Even when a sound wave is launched by the tiniest nanomachine, it's often difficult or impossible to focus the sound wave down to the size of the machine itself. The same idea holds for any other type of wave, including light.

That's because conventional lenses don't capture a wave at its source, but many wavelengths away, in the "far-field." As a result, the lens cannot focus the wave to a spot smaller than half a wavelength. This roadblock, called the "diffraction limit," usually dictates the smallest details one can see with a common optical microscope and the tiniest circuits that one can carve in a computer chip using light and lenses.

But researchers can surmount the diffraction limit--and achieve higher-resolution microscopes, smaller circuits, and better focused sound--by capturing a wave's "near-field" components, the fields that exist within a wavelength of the source of the sound or light.

Researchers have now demonstrated a new way of breaking the diffraction limit by using "time-reversed" (TR) acoustics, a technique that takes an incident sound wave, produces a backwards-sounding version of it, and sends the reversed version right back to the source of the original sound. However, conventional TR acoustics itself is limited by diffraction, because previous TR devices only captured a sound wave in the far field rather than at the source.

In the new experiment, researchers connect a loudspeaker to a 1.9-mm-thick glass plate. From a 100-micron contact point on the plate, they launch a 5-microsecond-long, 500 KHz sound wave that travels inside the plate and bounces chaotically from many points on the plate's rounded outer boundary. A laser interferometer records the initial wave, including its near-field components, and its trajectory for 1.5 milliseconds.

Using this information, they launch, from the same contact point, a time-reversed version of the original sound wave. The glass plate's boundary, which bounced around the initial wave in a chaotic fashion, acts remarkably as many individual small lenses for the TR wave! It excellently focuses the wave (albeit only its far-field components), and sends it back to the tiny 100-micron spot where the sound originated. However, the focused wave develops an undesirable "diverging" component that spreads out (see figures and animations).
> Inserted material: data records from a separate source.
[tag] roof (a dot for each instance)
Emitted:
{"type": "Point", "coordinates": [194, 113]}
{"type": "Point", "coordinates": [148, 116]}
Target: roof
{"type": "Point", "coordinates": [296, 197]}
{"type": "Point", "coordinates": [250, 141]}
To eliminate this component, the researchers generate the missing TR near-field components at just the right time and this cancels out this diverging component. What's left is the original wave that focuses on the 100-micron contact point with a spot size that's 1/14 of the initial sound's wavelength, 7 times smaller than that allowed by the diffraction limit. (de Rosny and Fink, Physical Review Letters, 16 September.)